Consider this program:
n = int(input('Enter n: '))
sum = 0
i = 1
while i < n:
for j in range(n):
sum += j
i *= 2
print(sum)
What is the program's big-O running time as a function of n?
In the program, change "range(n)" to "range(i)". Now what is its running time?
A prime gap is the difference between two consecutive prime numbers. For example, 7 and 11 are consecutive primes, and the gap between them has size 4.
Write a program that reads an integer N ≥ 3 and prints the largest prime gap among primes that are less than N. The program should print the pair of consective primes along with the gap size.
Goldbach's conjecture says that
Every even integer greater than 2 is the sum of two primes.
The conjecture seems obvious, but after more than 350 years it remains unproven.
Write a program that reads an integer N and checks whether Goldbach's conjecture is true for all integers that are ≤ N.

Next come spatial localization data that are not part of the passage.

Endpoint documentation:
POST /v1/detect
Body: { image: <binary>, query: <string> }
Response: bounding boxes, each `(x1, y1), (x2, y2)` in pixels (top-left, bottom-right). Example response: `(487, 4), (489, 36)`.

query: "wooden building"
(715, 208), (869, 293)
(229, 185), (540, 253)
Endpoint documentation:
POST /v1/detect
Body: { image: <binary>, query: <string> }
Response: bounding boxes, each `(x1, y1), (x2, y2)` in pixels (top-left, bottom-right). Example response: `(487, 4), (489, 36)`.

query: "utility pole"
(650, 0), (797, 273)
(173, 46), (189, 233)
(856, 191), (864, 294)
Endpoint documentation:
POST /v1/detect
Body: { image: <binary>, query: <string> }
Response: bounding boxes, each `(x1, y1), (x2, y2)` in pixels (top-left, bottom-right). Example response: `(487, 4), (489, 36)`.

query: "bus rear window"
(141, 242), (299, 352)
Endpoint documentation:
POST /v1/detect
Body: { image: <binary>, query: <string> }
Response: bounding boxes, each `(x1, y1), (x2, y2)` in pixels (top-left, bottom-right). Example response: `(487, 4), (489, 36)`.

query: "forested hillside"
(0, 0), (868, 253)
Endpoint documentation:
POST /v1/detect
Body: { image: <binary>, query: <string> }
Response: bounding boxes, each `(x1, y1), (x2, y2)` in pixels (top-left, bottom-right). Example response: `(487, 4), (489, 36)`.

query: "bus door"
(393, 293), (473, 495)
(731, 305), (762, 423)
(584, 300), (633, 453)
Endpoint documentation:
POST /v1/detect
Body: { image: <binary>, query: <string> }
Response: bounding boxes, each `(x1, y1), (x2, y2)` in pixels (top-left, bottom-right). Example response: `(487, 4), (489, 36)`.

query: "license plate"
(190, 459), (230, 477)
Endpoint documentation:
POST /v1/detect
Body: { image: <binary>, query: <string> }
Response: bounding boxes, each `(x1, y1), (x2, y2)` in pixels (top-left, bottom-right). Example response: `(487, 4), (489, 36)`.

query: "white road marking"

Write a program that reads an integer N and generates a random array of N integers in ascending order. The first number in the array should be 0, and the difference between each pair of consecutive array elements should be a random number from 1 to 10.
Next, the program should generate N new random integers in the range from 0 to 10N. The program should count how many of these integers are present in the array, and print this count.
If the input number N is large, what value do you think this program will print, approximately?
Write a program that reads an integer n ≥ 0 and prints the square root of n (if it is an integer), or otherwise 'Not a square'. Do not use any floating-point numbers. Your program should run in O(log n).